Virtual mirrors and fitting rooms were first prototyped about three years ago and are now finding their way into fashion stores overseas. Some scan your body measurements with the accuracy of a tailor and recommend brands to suit your body shape. Others change the colour of the shirt you have just tried on, without you leaving the fitting room. And some will capture you turning from side to side, and replay the video so you can see the fit from all angles.
All of this adds value to a customer’s instore experience. It sounds so simple and logical, but in Australia the major fashion and homegoods retailers have been slow to embrace this technology.
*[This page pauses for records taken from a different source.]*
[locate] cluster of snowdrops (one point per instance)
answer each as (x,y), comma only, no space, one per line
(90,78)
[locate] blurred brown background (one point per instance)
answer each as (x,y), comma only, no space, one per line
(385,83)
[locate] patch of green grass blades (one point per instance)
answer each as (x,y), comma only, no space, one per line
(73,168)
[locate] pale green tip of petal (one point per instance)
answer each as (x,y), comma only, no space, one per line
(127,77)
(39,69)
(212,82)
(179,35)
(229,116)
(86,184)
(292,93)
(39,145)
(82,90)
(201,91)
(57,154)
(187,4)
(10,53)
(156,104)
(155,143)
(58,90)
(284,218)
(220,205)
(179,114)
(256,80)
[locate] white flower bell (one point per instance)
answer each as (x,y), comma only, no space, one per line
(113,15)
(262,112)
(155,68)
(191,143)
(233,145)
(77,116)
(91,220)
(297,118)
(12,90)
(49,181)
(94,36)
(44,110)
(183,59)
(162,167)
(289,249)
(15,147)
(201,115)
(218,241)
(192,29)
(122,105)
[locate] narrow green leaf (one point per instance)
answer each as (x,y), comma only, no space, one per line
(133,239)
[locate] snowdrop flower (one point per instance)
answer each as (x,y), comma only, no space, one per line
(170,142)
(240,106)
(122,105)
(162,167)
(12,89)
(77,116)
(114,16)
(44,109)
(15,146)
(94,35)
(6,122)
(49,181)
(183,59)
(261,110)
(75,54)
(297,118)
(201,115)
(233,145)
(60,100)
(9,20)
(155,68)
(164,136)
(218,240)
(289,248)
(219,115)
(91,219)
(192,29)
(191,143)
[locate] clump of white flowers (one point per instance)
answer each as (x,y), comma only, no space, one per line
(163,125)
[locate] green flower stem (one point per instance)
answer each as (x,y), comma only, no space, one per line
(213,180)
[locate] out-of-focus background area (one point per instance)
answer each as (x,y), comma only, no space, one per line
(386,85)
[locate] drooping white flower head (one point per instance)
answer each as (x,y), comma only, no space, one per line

It’s been 10 years since Telstra stores replaced their paper-based point-of-sale posters with digital screens capable of changing the message based on the time of day and the target audience in the store at that moment.
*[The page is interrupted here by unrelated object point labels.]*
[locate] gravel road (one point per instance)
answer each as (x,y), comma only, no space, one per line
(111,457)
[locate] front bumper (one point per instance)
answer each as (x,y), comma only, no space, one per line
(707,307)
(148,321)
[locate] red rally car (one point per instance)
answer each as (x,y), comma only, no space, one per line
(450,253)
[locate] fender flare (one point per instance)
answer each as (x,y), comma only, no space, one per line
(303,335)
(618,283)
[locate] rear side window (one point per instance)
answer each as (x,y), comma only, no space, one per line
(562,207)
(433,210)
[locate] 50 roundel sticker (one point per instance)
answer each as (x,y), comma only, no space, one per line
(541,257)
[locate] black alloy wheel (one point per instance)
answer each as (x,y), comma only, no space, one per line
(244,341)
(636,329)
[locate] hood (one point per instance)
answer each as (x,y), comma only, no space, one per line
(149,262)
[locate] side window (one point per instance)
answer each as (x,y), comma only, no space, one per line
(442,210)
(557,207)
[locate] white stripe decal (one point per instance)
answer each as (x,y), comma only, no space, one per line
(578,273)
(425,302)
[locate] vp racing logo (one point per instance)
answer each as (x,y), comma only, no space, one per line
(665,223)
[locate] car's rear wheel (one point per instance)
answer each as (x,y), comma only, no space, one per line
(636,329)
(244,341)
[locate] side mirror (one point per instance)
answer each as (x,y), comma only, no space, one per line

Since then, however, many other retailers have found it easier to find reasons to not take bold steps and lead customers into the future.
But when the Bank of Melbourne launched two years ago, its branches were set up for the customers of today, not yesteryear. Interactive digital screens enabled customers to collate brochure information specific to their needs and email it to themselves to read when they arrived home. No more walking out of the bank with six different brochures and never quite knowing where the relevant bits are.
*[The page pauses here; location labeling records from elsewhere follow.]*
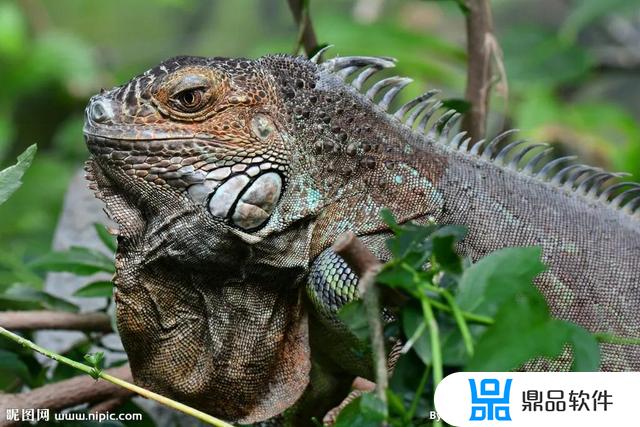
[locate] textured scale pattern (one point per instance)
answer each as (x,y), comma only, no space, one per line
(231,178)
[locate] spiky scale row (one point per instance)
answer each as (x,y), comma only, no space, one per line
(588,181)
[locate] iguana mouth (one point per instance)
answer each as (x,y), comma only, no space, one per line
(244,195)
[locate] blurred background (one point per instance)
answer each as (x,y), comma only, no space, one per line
(572,68)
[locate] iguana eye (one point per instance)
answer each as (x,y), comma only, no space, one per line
(190,100)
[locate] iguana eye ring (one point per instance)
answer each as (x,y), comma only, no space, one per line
(189,100)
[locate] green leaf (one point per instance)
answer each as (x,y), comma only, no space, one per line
(414,328)
(522,330)
(96,360)
(80,261)
(23,297)
(585,12)
(458,104)
(498,277)
(105,237)
(443,241)
(102,289)
(11,364)
(354,315)
(10,178)
(365,411)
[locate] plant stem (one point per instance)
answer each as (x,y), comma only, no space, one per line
(436,351)
(134,388)
(419,391)
(462,324)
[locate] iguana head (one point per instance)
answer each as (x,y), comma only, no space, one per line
(227,177)
(192,159)
(211,129)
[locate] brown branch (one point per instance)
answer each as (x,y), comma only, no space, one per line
(67,393)
(43,319)
(306,35)
(367,266)
(479,54)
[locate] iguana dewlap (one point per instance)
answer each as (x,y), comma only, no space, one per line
(230,179)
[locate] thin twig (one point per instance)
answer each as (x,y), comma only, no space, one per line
(114,380)
(367,266)
(306,35)
(44,319)
(66,394)
(479,54)
(110,405)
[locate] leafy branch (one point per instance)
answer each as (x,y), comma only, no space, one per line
(96,371)
(457,316)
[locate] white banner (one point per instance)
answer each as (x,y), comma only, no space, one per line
(546,399)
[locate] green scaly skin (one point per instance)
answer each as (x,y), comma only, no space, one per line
(230,179)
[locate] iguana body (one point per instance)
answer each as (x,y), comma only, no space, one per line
(231,178)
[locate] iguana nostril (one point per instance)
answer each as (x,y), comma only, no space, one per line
(99,112)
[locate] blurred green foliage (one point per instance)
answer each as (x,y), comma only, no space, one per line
(54,54)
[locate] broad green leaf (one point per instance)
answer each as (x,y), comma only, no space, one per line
(10,178)
(22,297)
(80,261)
(354,315)
(522,331)
(414,328)
(106,238)
(458,104)
(96,289)
(395,276)
(96,360)
(497,277)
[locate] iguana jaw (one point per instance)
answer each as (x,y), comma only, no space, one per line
(191,330)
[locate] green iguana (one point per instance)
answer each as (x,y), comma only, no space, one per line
(231,178)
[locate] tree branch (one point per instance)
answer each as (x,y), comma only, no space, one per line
(367,266)
(306,35)
(480,44)
(67,393)
(42,319)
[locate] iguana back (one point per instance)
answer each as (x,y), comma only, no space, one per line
(231,178)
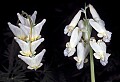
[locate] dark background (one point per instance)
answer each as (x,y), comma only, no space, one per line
(58,14)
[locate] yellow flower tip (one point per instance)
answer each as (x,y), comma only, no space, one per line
(28,54)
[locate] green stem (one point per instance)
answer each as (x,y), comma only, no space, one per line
(92,66)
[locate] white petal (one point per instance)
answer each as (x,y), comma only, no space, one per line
(27,60)
(94,45)
(33,17)
(106,59)
(75,37)
(107,38)
(39,56)
(67,30)
(69,52)
(81,24)
(16,30)
(37,29)
(36,43)
(76,58)
(75,19)
(80,51)
(97,26)
(102,45)
(94,12)
(26,29)
(80,65)
(97,55)
(23,45)
(21,18)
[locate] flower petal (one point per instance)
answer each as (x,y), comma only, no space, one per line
(94,45)
(97,26)
(21,18)
(94,12)
(102,45)
(27,60)
(16,31)
(36,43)
(75,19)
(33,17)
(25,28)
(75,37)
(25,47)
(39,56)
(37,29)
(107,38)
(69,28)
(106,59)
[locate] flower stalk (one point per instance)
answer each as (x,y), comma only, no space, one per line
(92,72)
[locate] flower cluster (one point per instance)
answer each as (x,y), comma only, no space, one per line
(79,30)
(27,35)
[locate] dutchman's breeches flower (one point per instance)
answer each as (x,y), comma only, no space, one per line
(69,28)
(82,52)
(83,41)
(26,21)
(28,38)
(35,30)
(70,46)
(102,32)
(100,51)
(33,62)
(18,32)
(27,48)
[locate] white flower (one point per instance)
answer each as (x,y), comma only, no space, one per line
(82,52)
(96,16)
(84,29)
(100,51)
(27,48)
(18,32)
(70,46)
(33,62)
(26,21)
(69,28)
(102,32)
(35,30)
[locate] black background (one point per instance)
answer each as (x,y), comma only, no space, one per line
(58,14)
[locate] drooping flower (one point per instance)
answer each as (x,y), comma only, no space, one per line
(18,32)
(82,52)
(69,28)
(102,32)
(100,51)
(35,34)
(33,62)
(95,15)
(27,48)
(85,30)
(75,38)
(26,21)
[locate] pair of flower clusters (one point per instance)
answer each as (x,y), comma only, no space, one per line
(27,35)
(79,30)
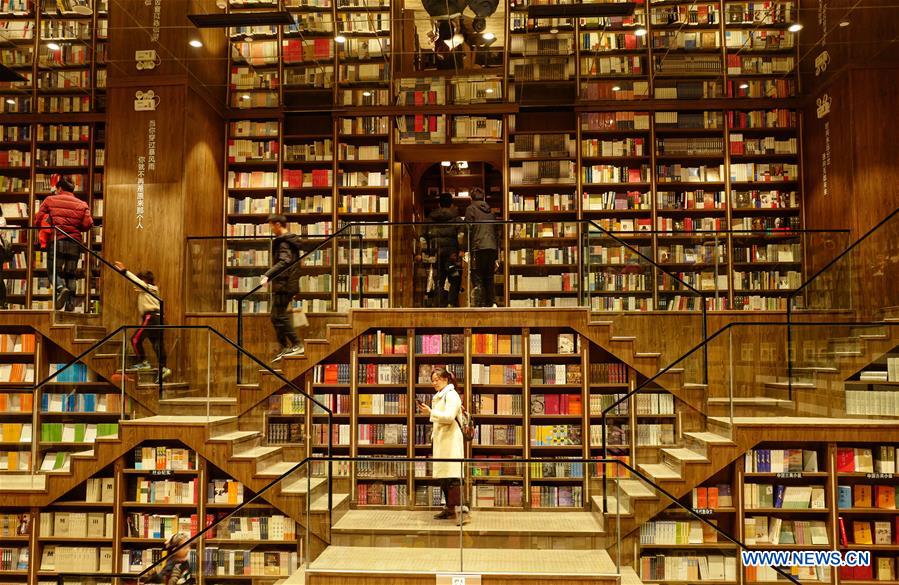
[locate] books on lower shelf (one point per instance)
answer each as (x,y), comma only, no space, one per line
(791,497)
(781,461)
(77,524)
(773,530)
(710,567)
(677,532)
(147,491)
(76,559)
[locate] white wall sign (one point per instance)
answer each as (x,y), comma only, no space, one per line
(458,579)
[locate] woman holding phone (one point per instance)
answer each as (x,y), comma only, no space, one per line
(448,442)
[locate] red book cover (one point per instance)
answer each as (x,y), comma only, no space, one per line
(845,460)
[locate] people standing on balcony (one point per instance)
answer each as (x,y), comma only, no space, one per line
(61,209)
(482,244)
(285,278)
(151,318)
(448,442)
(445,237)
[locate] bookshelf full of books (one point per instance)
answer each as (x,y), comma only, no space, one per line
(17,376)
(363,197)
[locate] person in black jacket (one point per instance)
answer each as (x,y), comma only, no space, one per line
(284,275)
(483,240)
(445,240)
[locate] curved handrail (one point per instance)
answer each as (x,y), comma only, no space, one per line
(311,459)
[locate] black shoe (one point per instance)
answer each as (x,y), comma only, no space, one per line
(62,298)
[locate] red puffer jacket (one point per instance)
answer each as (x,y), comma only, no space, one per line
(66,212)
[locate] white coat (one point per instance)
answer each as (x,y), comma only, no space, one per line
(446,435)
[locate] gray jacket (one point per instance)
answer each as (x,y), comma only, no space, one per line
(483,236)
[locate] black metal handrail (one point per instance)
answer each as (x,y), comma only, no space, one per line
(60,577)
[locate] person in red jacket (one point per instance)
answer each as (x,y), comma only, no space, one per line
(72,215)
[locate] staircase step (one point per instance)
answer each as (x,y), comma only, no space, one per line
(298,487)
(659,471)
(636,489)
(277,469)
(320,504)
(711,438)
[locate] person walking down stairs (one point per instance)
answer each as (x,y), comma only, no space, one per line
(285,278)
(148,306)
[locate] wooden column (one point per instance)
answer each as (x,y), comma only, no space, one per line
(182,178)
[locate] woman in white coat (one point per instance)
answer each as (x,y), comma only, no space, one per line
(448,443)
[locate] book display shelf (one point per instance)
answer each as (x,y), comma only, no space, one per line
(62,55)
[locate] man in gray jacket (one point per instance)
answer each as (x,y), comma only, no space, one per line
(483,244)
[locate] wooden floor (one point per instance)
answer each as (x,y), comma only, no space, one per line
(559,563)
(482,522)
The bank also embraced the iPad, with all relevant sales tools loaded on to it, so bank managers can better service customers anywhere in the branch. Similarly, floor staff at US retailers Nieman Marcus and Burberry carry iPads that connect to the store’s IT system and allow them to provide a more personalised service and help with decision- making.
Some large-scale enthusiasts about digital and interactive screens in Australia in recent years have been fast-food chains. KFC and McDonald’s have followed Telstra’s lead with digital screens that change the product offer being highlighted based on the time of day - breakfast meals in the morning, snacks in the afternoon and family meals in the evening. They are also showing video footage of the food from TV ads, which is more appealing than still photographs. The other no-brainer in interactive retail technology is to provide a kiosk where customers can access the store’s website. Why? Because some shoppers don’t want to lug a purchase around for the rest of their shopping day and are more than happy to have it shipped home. Others can’t find the size or colour they want and don’t have time to go to another store or wait for an assistant to ring around.
The best retailers have always provided an incredible instore experience for customers and in 2013 that means utilising digital technology. Digital and interactive screens, iPads as sales helpers and interactive kiosks are just some of the digital tools available.
Retail chief executives and boards should also be asking their marketing teams how mobile technology (geolocation, near field communication, bluetooth, augmented reality, banking), self- checkouts and 3D printing could enhance the instore experience and, in turn, the bottom line.
Those who ignore instore digital technology in the rush for an online advantage are missing a powerful opportunity.